5. Define first=findfirst(x->x==cindex[chain],cindex)then

• If first!=chain , then index++ and set_cycle(Tm,cindex[first:chain],coeffs[first:chain]) then, after set_cycle set_chain(Tm,cindex[1:(first)],coeffs[1:first] and reset() and then go to point 2.
• If first==chain go to point 4.

function set_chain(Tm,cindex,coeff)
    for i=1:(end-1)
      Tm[cindex[i]][2:3] = Tm[cindex[end]][2:3];
      Tm[cindex[i]][1]  = prod(coeff[(i+1):end]);
    end
  end

function set_cycle(Tm,cindex,coeff)
    @assert prod(coeff)==1
    set_chain(Tm,cindex,coeff)
  end

❓Is it possible to be blocked in the loop of point 4 and 5 forever?

It is important to check for all the Tm starting from the bigger m and moving to the smaller m

Figure1. This is the notation used.

Figure2. Representation of a possible set of substitutions.

Figure3. Substitutions after having solved cycles and chains.

🈺 This algorithm works for substitutions of MMonomialLike→MMonomialLike.
      In the case one has to deal with substitutions of MMonomialLike→Polynomial there are different possibilities.
      Suppose we are dealing with substitutions tensor of order m. Let us consider Tm[i_1,...,i_m]=P, where P is a Polynomial.

      ✅All the monomial in P of order smaller then m are accepted.
      ❌All the monomial in P of order bigger then m are not accepted and we will not accept T.
      ✅If in P there is a single monomial of order m than one runs the algorithm for MMonomialLike→MMonomialLikefollowing single monomials of order m.
      ❌If in P thare are more then one monomial of order m we will not accept the T.

      Possibly multiple monomial of degree m and monomial of degree higher then m are acceptable. We should ask Marc-Olivier.

We consider the vector of Pauli operators α={X,Y,Z}.
We indicate with [A,B] and {A,B} respectively the commutator and anticommutator of A and B.
The commutation and anticommutation rules of this set are known.
Given [α_1,α_2] and {α_1,α_2} we know that α_1*α_2=([α_1,α_2]+{α_1,α_2})/2.
The set of substitutions of degree 1 is

T1=[_,_,_]

We can then build the set of substitutions of degree 2:

        1   +iZ   -iY
T2 = -iZ     1    iX
       iY   -iX     1

The degree of the elements of T is at most 1 thus there are no cyclic paths. We can use it.

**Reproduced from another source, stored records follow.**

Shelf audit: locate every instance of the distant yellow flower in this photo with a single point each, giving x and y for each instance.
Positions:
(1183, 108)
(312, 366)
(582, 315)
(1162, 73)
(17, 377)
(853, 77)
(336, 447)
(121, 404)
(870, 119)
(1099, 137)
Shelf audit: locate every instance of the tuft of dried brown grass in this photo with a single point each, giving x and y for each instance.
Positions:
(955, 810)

We consider the vector of Pauli operators α=[X_1,Y_1,Z_1,X_2,Y_2,Z_2].
The set of substitutions of degree 2 is the direct sum of the set of substitutions of order 2 for α_1=[X_1,Y_1,Z_1] T2_1 and the set of substitutions of order 2 for  α_2=[X_2,Y_2,Z_2] T2_2.
This sparsity should be exploited for bigger systems.